Preis der Leipziger Buchmesse 2019

  • Hier nun abgesehen von der Frage nach dem Leipziger Buchpreis ein kleiner Messe-Überblick von meiner Seite.


    Am Mittwoch begann die Messe für mich schon traditionell mit dem Abend in der Alten Handelsbörse, der vom MDR organisiert wird.

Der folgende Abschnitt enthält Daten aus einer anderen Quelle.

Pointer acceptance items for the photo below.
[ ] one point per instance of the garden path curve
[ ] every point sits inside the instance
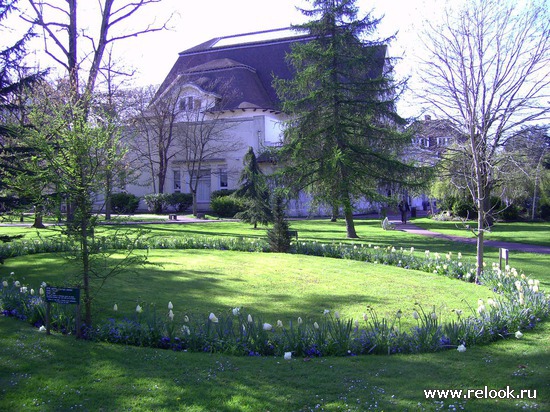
(522, 247)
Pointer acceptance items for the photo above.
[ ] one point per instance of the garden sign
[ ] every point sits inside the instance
(63, 296)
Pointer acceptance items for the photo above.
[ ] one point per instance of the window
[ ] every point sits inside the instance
(203, 188)
(177, 181)
(223, 179)
(190, 103)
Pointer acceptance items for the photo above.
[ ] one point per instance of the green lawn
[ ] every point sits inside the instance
(58, 373)
(271, 286)
(52, 373)
(518, 232)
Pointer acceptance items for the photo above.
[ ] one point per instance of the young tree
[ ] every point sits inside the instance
(342, 139)
(70, 140)
(253, 189)
(16, 81)
(487, 70)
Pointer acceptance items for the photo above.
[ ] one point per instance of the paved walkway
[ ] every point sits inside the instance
(522, 247)
(408, 227)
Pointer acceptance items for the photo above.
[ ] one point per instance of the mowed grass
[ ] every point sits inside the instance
(271, 286)
(60, 373)
(518, 232)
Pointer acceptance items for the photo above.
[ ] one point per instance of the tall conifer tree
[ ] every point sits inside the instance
(342, 140)
(253, 189)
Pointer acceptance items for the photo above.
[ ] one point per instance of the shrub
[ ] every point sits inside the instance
(156, 202)
(226, 206)
(221, 193)
(180, 201)
(124, 202)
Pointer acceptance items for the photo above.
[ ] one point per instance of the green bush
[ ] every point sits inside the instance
(221, 193)
(180, 201)
(156, 202)
(464, 209)
(124, 202)
(226, 206)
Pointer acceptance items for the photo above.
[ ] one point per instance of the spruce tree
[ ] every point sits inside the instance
(342, 140)
(279, 237)
(254, 192)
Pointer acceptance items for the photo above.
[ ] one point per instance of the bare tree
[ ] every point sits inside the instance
(82, 56)
(487, 69)
(72, 46)
(153, 133)
(204, 135)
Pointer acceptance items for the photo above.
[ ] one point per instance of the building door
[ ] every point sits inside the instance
(203, 188)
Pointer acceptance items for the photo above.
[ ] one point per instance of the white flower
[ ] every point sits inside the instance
(481, 309)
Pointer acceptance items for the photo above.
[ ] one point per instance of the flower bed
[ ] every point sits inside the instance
(517, 305)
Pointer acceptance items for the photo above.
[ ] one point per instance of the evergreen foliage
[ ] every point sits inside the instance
(278, 237)
(342, 140)
(254, 192)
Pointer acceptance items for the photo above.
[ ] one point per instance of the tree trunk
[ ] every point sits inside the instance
(194, 193)
(350, 225)
(335, 211)
(38, 223)
(108, 192)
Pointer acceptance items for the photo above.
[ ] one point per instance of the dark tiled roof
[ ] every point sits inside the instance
(247, 68)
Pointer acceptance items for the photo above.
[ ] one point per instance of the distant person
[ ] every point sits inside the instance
(404, 208)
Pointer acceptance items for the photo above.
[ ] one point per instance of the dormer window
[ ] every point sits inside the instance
(189, 103)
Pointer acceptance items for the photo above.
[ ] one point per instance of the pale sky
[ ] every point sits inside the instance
(194, 22)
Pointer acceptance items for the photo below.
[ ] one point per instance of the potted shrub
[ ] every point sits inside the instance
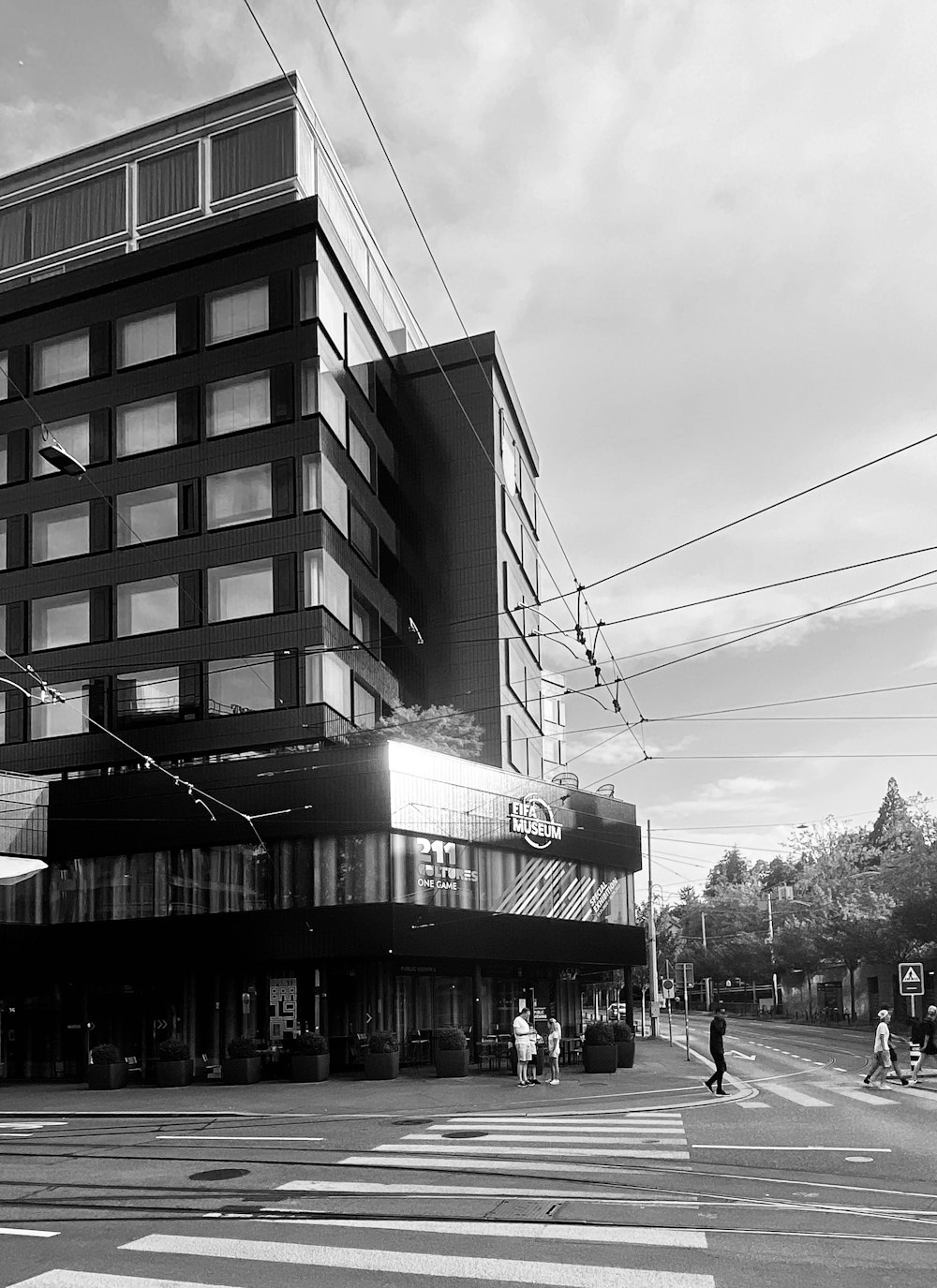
(452, 1054)
(243, 1063)
(624, 1041)
(107, 1071)
(600, 1053)
(173, 1064)
(309, 1058)
(381, 1058)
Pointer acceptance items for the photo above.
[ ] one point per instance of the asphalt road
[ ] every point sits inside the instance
(811, 1178)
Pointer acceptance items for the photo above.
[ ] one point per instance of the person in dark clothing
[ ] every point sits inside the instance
(717, 1030)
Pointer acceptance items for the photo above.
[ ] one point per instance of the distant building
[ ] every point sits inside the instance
(295, 515)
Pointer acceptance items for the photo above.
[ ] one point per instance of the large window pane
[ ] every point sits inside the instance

    Dort las zunächst Gunther Geltinger aus seinem Roman 'Benzin', einer Geschichte eines schwulen Paars auf einer Reise durch das südliche Afrika. Nicht so recht mein Fall. Es folgte Abbas Khider mit seinem Buch 'Deutsch für alle', einem sehr witzigen Blick auf die deutsche Sprache, erwartet unterhaltsam.
    Danach Matthias Nawrat mit seinem Roman 'Der traurige Gast'. Naja, dazu muss ich nichts mehr sagen - er hätte den Buchpreis bekommen müssen, wenn die Jury nach literarischen Kriterien entschieden hätte.


    Am Donnerstag begann mein Messetag mit der Vorstellung der Nominierten im Bereich Belletristik. Danach eilte ich zum Guggolz-Verlag, der seine Neuerscheinung eines russischen Exilromans von Boris Poplawski vorstellte. Das klang exzellent. Von dort weiter zu Frank Bösch, der über sein Buch über das Jahr 1979 sprach. Ich bin bei solchen Büchern skeptisch (siehe Florian Illies), aber das klang äußerst klug und überzeugend. Danach Doris Knecht und ihr Roman 'Weg'. Ich mag den Ton der Autorin und auch dieser Roman wird wohl auf meinem Lesetisch landen. Es folgte noch Jochen Schmidt mit einem Interview zu seinem Roman 'Ein Auftrag für Otto Kwant'. Den Autor verfolge ich seit der Leipziger Buchmesse 2001 zum ersten Mal lesen hörte, damals mit seinem Band 'Triumphgemüse'. Den Abend verbrachten wir dann bei Reinhard Kaiser-Mühlecker in der wunderschönen Kultur-Apotheke.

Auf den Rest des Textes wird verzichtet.